The Tom Anstey Column
Is the magic still worth it?
With Disney announcing charges of more than $200 for a single-day ticket to the Magic Kingdom, questions are mounting over whether the price of enchantment is starting to eclipse the experience itself. Tom Anstey explores these growing costs.
I
remember, around a decade ago, writing about the moment Disney’s Magic Kingdom broke through the $100 barrier for a single-day ticket for the first time. In February 2015, admission to Walt Disney World’s flagship park rose from $99 to $105. A milestone for the attractions industry, the rise while good for Disney also hinted (or maybe even screamed) that the cost of the magic was beginning to stretch far beyond the reach of the average family. There was outrage at the time, but that fury was seemingly short-lived. Guests kept coming, and they kept paying.
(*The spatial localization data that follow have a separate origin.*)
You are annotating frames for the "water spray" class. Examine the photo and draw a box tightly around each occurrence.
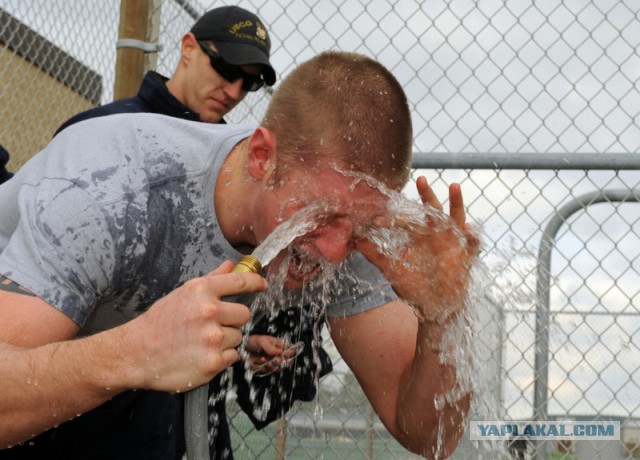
[184,255,262,460]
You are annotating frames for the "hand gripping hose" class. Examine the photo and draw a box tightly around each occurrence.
[184,255,262,459]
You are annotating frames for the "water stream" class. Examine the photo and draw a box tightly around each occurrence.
[217,178,505,458]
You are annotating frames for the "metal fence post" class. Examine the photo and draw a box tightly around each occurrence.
[534,188,640,459]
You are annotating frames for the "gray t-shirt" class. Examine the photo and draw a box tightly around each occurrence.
[0,113,395,335]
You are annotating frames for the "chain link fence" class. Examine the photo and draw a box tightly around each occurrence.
[1,1,639,459]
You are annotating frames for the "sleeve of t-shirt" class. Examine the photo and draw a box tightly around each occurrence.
[324,252,398,318]
[0,178,116,326]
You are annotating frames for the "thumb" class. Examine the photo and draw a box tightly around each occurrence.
[355,239,387,268]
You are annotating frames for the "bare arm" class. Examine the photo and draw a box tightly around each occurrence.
[329,302,467,458]
[0,262,265,447]
[334,178,479,458]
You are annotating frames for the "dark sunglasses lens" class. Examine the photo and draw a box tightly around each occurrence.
[242,76,264,92]
[209,57,238,81]
[199,42,265,92]
[211,57,264,92]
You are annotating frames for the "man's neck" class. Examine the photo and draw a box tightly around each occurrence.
[214,138,256,249]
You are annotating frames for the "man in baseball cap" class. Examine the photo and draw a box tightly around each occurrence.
[56,5,277,134]
[191,5,276,86]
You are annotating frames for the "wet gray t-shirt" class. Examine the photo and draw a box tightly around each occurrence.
[0,113,396,335]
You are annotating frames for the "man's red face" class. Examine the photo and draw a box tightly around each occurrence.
[252,164,390,289]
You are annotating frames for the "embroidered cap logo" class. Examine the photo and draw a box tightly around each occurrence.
[256,22,267,41]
Magic 200 If you’d told me ten years ago that a single- day Disney ticket would double in price within a decade, I’d have laughed it off as impossible. Yet here we are.
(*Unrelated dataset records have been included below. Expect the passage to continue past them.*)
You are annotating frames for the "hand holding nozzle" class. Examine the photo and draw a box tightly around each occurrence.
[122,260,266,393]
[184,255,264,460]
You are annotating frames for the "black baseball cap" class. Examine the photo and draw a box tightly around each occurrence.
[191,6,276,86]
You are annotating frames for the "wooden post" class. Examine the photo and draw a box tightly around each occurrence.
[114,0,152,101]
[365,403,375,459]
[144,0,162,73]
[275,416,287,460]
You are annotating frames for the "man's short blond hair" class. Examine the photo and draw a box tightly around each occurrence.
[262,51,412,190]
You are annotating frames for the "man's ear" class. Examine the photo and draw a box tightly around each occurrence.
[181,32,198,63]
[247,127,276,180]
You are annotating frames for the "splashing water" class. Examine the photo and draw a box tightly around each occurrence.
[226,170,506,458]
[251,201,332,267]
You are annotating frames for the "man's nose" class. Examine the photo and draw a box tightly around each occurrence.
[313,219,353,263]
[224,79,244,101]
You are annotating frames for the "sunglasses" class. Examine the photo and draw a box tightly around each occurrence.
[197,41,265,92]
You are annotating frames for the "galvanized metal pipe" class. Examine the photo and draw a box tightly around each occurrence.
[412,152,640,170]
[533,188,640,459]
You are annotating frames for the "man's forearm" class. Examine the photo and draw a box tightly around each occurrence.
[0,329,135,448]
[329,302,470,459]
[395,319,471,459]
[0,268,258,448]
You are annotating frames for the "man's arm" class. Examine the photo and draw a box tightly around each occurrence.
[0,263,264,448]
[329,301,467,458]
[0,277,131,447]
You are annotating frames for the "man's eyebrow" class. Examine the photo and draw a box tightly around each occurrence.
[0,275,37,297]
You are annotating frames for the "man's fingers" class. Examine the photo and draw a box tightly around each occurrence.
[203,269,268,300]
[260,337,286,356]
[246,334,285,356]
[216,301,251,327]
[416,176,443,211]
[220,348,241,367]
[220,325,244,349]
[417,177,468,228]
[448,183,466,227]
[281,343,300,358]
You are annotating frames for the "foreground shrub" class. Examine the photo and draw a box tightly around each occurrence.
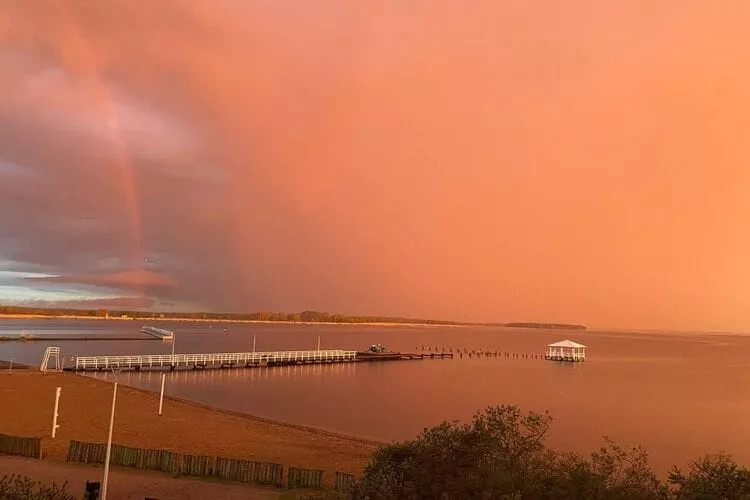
[0,474,75,500]
[669,454,750,499]
[352,406,670,499]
The company has announced yet another round of ticket price increases across its US theme parks, with peak-day admission for Magic Kingdom set to surpass $200 for the first time during the 2026 holiday season.
The rise marks the fourth consecutive year of increases across both Florida’s Walt Disney World
and California’s Disneyland Resort. Under the company’s dynamic pricing model, ticket costs vary by date, with the most popular periods such as Thanksgiving, Halloween and Christmas now reaching $209 for a single-day, single-park pass. For families, the sting isn’t much lessened – tickets for children aged three to nine are just $5 cheaper, while only those under three can still enter free of charge. To find a comparable jump, you’d have to look back to 2002, when ticket prices first climbed from around $50 to $100 over the span of 13 years. At this pace, we could see a $400 Disney ticket as early as 2035. That might sound ridiculous, but that’s exactly what I thought a decade ago about a $200 ticket.
About to break? Just like in 2015, Disney’s fanbase has reacted strongly, and it’s not exactly difficult to see why. Regular visitors, many of whom travel from across the world to experience Disney’s parks multiple times a year, have voiced frustration across social media, saying the rising costs are pushing the experience beyond the reach of average families. I can understand the frustration. As a seasoned theme park veteran, someone who is immersed in this industry and everything it creates, I simply cannot justify paying that much to visit a theme park.